Im Südwesten 156.000 Euro für VdK-Fluthilfe gesammelt

Die schreckliche Flutkatastrophe in Rheinland-Pfalz und Nordrhein-Westfalen vom Juli 2021 kostete mehr als 180 Menschen das Leben und zerstörte ganze Ortsteile. Viele verloren ihr Hab und Gut. Auch der Sozialverband VdK war in beiden Bundesländern sehr schwer betroffen – beispielsweise durch verwüstete Beratungsstellen. Mit seiner Aktion „VdK-Fluthilfe“ begann der Sozialverband VdK Baden-Württemberg e. V. noch im Juli, Spenden für die Opfer zu sammeln. An der landesweiten Aktion beteiligten sich viele Mitglieder, ehrenamtlich Aktive und Freunde des VdK sowie VdK-Orts-, Kreis-, Bezirksverbände und der Landesverband in Stuttgart. So kamen beachtliche 156.000 Euro an Spendengeldern zusammen – wofür wir allen Spenderinnen und Spendern sehr herzlich danken. Unser Dank gebührt gerade auch den vielen ehrenamtlich aktiven Menschen, die monatelang engagiert für die VdK-Fluthilfe geworben haben.

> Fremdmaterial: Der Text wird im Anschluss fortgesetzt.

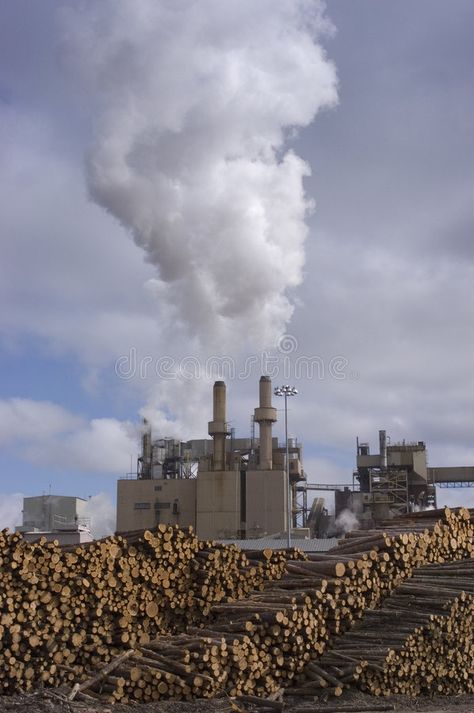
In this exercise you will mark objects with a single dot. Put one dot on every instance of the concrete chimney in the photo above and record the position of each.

VdK-Webseminare – erste Termine in 2022

Ob Erwerbsminderungsrente, Arbeitslosengeld I und ALG II, Grad der Behinderung, Patientenverfügung oder auch „Individuelle Gesundheitsleistungen“ (IGeL) – die Themenpalette der Webseminare, die der Sozialverband VdK Baden-Württemberg anbietet, ist lang und vielfältig. Im Rahmen einer interessanten Stunde geben VdK-Patientenberaterinnen und einer der VdK-Juristen einen guten Überblick über Sozialrechts-, Patienten- und Vorsorgefragen. Am 19. Januar 2022 (11 – 12 Uhr) steht die EM-Rente auf dem Programm. Am 26. Januar (10 – 11 Uhr) kommen die Patienten- und die Betreuungsverfügung sowie die Vorsorgevollmacht dran. Am 9. Februar (11 – 12 Uhr) dreht sich alles um ALG I und ALG II, ehe sich das VdK-Webseminar am 23. Februar (10 – 11 Uhr) den IGeL widmet. Der Grad der Behinderung und dessen Beantragung kommen am 9. März (11 – 12 Uhr) auf die Agenda. Dieses VdK-Online-Angebot ist auch in 2022 kostenlos, die Teilnehmerzahl begrenzt. Daher ist eine schnelle Anmeldung unter www.vdk-bw.de (Rubrik Angebote/ Webseminare) erforderlich. Auf der Homepage des VdK-Landesverbands finden sich noch weitere Termine.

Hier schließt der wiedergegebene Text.